Polymer Chemistry
Polymer chemistry is a multidisciplinary science that deals with the chemical synthesis and chemical properties of macromolecules. Synthetic and natural polymers are frequently used in medicine and pharmacology, such as implants as drug depots for the controlled release of active pharmaceutical ingredients, drug-polymer hybrids, micelles as drug carriers, as well as hydrogels for the temporary replacement of tissues, functions and organs.
For optimum interaction with human bodies, biocompatibility, tailor-made rates of biodegradation and drug release, as well as surface functionalization are prime topics that can be adressed by our polymer research teams.
Polymer Reaction Design(UHasselt)
Polymer Reaction Design(UHasselt)
- Prof. Thomas Junkers
The PRD group strives for the development of new materials via state of the art polymer synthesis methods. From fundamentals and kinetics of polymerizations to the design of new polymer reaction pathways, all elemental steps are addressed and custom-made precision polymer materials are constructed from controlled radical polymerization techniques, anionic polymerization or classical free-radical polymerization.
The PRD group has specific experience in the synthesis of
- Functional sequence-controlled polymers (mono- and polydisperse)
- Biodegradable materials
- Fluorescent poly(p-phenylene vinylene)-containing polymers for bioimaging and flexible electronics application
- Molecular Imprinted Polymers (MIPs)
Supramolecular Chemistry Group (UGent)
- Prof. Richard Hoogenboom
The Supramolecular Chemistry Group operates at the interphase of organic and polymer chemistry aiming to develop adaptive and responsive smart materials. To be able to identify structure-property relationships in our materials, we have specialized in the preparation of defined polymers with narrow molar mass distribution by living cationic ring-opening polymerization, and controlled radical polymerization (RAFT, ATRP, NMP and SET-LRP). These polymers are being developed for a range of biomedical/biological applications:
- Formulation of drugs in solid dispersions and dispersible nanoparticles for sustained release and enhanced bioavailability;
- Conjugation to proteins to enhance blood half-life and suppress degradation;
- Targeting of bioactive components to specific tissue (diagnostics, drug delivery);
- Hydrogels as cell culture scaffolds.
These are just some examples of the many specific biological applications that can be targeted with our defined polymer structures that can be (orthogonally) functionalized with small molecules, peptides, proteins and labels (fluorescent or radioisotopes).

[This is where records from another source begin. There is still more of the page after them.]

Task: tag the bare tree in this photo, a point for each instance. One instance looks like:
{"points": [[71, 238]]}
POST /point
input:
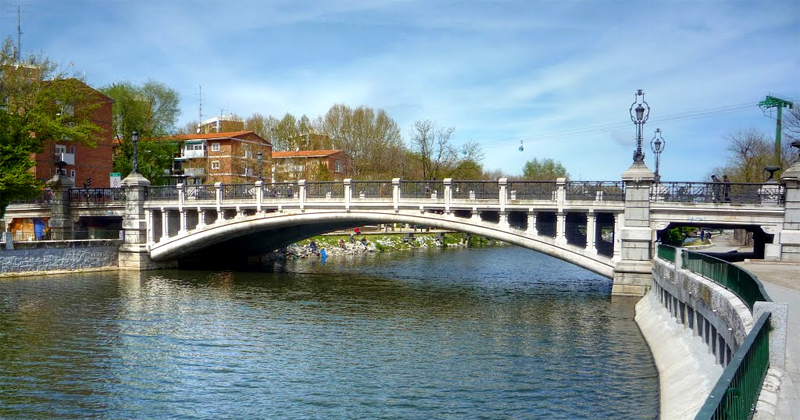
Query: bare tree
{"points": [[432, 144]]}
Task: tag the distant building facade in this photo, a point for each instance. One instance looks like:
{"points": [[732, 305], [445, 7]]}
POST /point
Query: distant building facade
{"points": [[311, 165], [227, 157]]}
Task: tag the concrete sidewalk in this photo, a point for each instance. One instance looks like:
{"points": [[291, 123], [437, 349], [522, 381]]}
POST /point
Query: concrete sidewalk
{"points": [[782, 281]]}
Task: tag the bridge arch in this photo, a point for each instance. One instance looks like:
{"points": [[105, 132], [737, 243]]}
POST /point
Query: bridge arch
{"points": [[291, 227]]}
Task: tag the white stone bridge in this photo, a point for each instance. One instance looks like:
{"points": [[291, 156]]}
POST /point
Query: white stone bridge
{"points": [[607, 227]]}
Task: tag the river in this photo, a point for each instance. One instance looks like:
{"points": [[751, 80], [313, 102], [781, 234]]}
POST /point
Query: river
{"points": [[489, 333]]}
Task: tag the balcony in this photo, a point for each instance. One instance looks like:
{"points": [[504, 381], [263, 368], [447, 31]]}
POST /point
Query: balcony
{"points": [[67, 158], [193, 154]]}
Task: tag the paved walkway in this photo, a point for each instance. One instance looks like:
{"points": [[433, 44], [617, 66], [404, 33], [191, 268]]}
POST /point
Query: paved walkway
{"points": [[782, 281]]}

Polymer Chemistry and Biomaterials Group (UGent)
- Prof. Peter Dubruel
The polymer Chemistry and Biomaterials group has lab facilities to perform various types of polymerizations and surface modifications and has state of the art equipment for characterization of polymer bulk properties and surface characterization. An important asset is the polymer processing division with developments in electrospinning (micro- and nanofibers), plasma treatment and rapid prototyping for 3D-printing.
The research activities cover the following items.
- Functional polymers for biomedical applications
- Biomaterials: e.g. biocompatibe coatings
- Advanced drug/gene delivery systems
- Scaffolds for tissue engineering
- Biosensors and polymers for optical applications
The advanced materials are development for a divers set of biomaterials such as: porous polyesters to be applied for meniscus repair (Bone regeneration), hepatocyte transplantations/ bioartificial liver devices (Liver regeneration), Responsive hydrogels or porous hydrogels for soft tissue repair (Cardio-vascular applications), hydrogels based on biopolymers (Wound treatment), etc.